No I don't think God was saying "Hey kid, things could be worse, you could be dead."

He was saying, "I am your heavenly father, and I know the end of the story. So, laugh."

My daddy recently passed, and I think, had he been here, he would have been concerned and wanted to comfort me, but he would also have found the first chance to make us laugh. My daddy was hilarious, and I inherited some of that goodness from him. My heavenly father wanted me to laugh, and to show me the things he delights in about me.  I was crying at the beginning and partly due to feeling bad about myself and my worth. But God touched a part of me and said, "I love this about you."

The things we believe about ourselves if gone unchecked, can impact our actions. My little girl believed she needed to flirt with a creek, and ended up freezing. She saw my rule not to get near the water as a bad thing keeping her from something good. I saw the bad thing of her getting super cold as something good that might prompt her to trust mommy a little bit better.

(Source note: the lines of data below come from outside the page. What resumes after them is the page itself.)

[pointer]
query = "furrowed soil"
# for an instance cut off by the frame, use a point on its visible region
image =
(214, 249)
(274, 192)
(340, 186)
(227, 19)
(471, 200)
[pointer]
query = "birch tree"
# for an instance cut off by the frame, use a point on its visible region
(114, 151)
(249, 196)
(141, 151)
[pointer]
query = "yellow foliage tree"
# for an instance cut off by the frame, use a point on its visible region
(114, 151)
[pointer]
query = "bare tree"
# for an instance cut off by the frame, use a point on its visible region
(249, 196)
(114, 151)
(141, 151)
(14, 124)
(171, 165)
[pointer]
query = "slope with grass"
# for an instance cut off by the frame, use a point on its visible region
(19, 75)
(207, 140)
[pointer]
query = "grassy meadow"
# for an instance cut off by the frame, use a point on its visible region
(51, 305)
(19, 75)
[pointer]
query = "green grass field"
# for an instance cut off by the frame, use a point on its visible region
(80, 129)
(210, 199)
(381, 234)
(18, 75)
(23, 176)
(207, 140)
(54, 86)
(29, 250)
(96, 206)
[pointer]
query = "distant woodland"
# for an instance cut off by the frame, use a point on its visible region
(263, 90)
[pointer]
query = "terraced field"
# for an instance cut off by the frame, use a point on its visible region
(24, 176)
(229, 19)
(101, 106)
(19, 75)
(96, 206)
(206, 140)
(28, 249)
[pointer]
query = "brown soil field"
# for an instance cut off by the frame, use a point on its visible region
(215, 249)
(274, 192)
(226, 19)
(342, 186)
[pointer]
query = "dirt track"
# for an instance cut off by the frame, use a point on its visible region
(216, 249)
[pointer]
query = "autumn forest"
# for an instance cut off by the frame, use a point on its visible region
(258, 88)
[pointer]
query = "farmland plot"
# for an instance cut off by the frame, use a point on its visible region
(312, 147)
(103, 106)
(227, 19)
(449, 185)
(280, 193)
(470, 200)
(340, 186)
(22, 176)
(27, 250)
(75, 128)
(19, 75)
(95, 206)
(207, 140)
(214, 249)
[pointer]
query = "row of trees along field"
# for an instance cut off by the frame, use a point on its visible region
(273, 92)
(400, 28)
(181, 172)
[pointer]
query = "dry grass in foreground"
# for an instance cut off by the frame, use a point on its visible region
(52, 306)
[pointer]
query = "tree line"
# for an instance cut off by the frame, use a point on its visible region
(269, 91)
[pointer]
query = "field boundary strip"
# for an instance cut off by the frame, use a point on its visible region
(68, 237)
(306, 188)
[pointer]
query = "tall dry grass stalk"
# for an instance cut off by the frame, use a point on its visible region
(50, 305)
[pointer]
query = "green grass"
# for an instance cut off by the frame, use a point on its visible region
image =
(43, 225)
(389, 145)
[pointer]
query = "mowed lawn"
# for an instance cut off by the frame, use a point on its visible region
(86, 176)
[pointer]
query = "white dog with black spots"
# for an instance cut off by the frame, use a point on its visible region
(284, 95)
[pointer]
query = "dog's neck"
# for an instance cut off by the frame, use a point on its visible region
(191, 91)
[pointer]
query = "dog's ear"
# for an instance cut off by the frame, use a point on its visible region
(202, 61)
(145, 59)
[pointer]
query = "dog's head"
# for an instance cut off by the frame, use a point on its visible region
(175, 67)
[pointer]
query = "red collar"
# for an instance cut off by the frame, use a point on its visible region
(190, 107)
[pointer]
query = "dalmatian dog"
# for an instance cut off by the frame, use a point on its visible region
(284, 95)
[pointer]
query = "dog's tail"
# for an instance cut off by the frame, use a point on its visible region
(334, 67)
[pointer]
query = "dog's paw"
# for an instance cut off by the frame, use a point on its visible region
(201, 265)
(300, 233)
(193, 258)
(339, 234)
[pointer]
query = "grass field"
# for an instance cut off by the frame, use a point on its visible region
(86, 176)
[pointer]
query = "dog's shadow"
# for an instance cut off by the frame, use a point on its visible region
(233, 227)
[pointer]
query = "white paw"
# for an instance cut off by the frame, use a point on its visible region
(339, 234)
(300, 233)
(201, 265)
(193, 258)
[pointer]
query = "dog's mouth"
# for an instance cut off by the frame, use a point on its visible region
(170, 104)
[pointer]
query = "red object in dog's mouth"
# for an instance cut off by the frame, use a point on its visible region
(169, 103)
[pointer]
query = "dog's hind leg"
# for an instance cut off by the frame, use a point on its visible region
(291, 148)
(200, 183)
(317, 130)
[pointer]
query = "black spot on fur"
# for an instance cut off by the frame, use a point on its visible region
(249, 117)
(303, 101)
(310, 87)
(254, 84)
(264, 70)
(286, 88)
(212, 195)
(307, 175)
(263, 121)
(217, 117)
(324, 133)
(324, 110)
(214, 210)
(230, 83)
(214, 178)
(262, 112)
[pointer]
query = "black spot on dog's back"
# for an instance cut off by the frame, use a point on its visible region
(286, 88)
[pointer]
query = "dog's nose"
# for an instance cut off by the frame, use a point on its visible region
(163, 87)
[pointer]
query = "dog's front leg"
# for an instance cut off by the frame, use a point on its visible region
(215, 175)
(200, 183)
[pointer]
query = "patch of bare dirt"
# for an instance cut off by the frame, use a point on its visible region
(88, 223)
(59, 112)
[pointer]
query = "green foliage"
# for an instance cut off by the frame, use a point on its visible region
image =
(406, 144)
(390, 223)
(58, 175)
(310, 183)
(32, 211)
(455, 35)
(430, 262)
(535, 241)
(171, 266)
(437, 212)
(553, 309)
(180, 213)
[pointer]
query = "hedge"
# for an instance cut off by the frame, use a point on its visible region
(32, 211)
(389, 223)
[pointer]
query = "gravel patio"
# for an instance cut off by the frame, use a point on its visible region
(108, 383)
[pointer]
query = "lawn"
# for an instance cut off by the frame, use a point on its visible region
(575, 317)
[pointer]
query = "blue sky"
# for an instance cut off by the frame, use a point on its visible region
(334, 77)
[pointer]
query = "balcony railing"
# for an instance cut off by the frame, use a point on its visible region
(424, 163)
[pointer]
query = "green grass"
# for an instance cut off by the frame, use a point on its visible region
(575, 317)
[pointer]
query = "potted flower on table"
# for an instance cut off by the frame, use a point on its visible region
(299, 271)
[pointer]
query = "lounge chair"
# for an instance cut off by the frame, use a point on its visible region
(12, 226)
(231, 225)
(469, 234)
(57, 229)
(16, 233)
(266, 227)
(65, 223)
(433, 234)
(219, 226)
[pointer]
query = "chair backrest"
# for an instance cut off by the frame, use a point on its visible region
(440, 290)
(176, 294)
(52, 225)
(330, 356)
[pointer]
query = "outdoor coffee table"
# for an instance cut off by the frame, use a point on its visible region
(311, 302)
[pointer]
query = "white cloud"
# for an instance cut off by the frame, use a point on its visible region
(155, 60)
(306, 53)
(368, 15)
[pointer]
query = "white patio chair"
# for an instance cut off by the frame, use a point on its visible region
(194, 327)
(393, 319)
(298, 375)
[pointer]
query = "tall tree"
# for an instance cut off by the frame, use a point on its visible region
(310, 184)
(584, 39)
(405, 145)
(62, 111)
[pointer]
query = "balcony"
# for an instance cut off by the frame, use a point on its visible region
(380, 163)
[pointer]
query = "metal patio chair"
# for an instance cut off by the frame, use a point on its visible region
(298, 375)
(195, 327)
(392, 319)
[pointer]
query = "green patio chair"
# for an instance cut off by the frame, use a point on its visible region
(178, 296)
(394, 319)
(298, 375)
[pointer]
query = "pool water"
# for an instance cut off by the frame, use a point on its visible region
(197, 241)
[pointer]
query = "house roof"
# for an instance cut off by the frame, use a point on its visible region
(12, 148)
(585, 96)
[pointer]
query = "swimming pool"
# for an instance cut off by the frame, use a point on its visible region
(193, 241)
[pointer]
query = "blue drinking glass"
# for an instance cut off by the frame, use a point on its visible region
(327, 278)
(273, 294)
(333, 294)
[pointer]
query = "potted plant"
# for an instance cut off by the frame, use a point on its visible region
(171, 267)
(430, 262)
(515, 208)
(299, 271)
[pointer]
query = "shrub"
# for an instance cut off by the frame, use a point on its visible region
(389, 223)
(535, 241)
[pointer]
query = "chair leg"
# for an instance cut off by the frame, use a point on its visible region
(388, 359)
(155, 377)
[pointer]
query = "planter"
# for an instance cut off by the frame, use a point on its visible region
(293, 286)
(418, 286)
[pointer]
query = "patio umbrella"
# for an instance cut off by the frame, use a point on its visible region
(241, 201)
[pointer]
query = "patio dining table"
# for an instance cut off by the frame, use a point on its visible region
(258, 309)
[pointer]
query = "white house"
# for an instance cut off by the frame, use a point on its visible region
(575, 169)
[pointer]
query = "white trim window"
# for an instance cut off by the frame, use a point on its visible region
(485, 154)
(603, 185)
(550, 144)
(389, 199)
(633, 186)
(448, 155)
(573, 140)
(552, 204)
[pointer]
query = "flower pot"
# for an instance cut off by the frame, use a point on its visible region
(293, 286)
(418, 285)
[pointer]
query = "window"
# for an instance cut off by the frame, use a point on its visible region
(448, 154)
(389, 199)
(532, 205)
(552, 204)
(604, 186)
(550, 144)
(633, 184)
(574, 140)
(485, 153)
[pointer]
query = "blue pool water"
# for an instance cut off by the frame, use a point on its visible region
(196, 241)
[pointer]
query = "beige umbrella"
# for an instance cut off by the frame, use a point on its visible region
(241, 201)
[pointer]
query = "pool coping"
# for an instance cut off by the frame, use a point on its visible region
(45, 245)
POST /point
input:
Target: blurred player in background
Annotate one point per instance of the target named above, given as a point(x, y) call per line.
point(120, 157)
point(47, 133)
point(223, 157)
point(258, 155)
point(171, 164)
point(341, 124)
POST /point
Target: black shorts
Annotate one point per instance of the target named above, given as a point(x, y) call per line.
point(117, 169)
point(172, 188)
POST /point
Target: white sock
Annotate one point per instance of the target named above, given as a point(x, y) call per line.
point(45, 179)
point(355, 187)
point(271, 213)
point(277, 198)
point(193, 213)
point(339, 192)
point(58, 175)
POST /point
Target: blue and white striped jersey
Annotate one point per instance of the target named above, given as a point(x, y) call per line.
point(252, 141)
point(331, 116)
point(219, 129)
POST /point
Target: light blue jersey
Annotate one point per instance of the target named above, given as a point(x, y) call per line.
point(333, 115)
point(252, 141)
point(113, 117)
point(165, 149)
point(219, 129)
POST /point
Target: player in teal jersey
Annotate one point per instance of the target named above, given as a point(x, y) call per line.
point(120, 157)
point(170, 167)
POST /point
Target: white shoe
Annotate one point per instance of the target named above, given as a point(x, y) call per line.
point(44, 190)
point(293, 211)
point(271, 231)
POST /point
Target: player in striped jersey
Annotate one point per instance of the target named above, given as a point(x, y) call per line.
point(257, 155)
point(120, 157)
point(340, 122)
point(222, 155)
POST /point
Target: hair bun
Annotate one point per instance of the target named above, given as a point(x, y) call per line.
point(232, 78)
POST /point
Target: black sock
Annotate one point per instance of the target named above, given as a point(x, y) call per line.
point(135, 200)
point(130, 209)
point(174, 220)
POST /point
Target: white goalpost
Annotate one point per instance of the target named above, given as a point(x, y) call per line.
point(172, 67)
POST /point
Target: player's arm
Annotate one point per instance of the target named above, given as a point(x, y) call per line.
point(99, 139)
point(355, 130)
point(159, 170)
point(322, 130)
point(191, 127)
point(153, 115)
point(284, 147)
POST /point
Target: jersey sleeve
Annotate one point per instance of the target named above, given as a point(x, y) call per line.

Romans 8:28 And we know that in all things God works for the good of those who love him, who have been called according to his purpose.

In the bad, and in the good, God sees the end of the story and is working on our behalf for our Good. If we don't have his word, or the gentle tug of his sweet spirit through prayer and fellowship with other believers, we could very well end up drowning in emotional despair. Our emotions might take reign and become a dictator.

Hebrews 4:12 For the word of God is living and active and sharper than any two-edged sword, and piercing as far as the division of soul and spirit, of both joints and marrow, and able to judge the thoughts and intentions of the heart.

The word of God is alive, and just as the joy my daddy passed down to me is still alive, it needed to be tickled. The more of God's word we know, the more quickly we can separate truth from lies. Fickle emotions from spiritual insight and wisdom. There will be times we grieve, and are not "happy," but that does not dictate our eternal value in Christ, or negate the hope we have, that in all things, God is working for our Good.

Set your thermostat on Jesus, and dress accordingly. Put on the full armor of God, and protect your heart and head. Crisis and turmoil will come, but your shield of faith can withstand the fiery darts.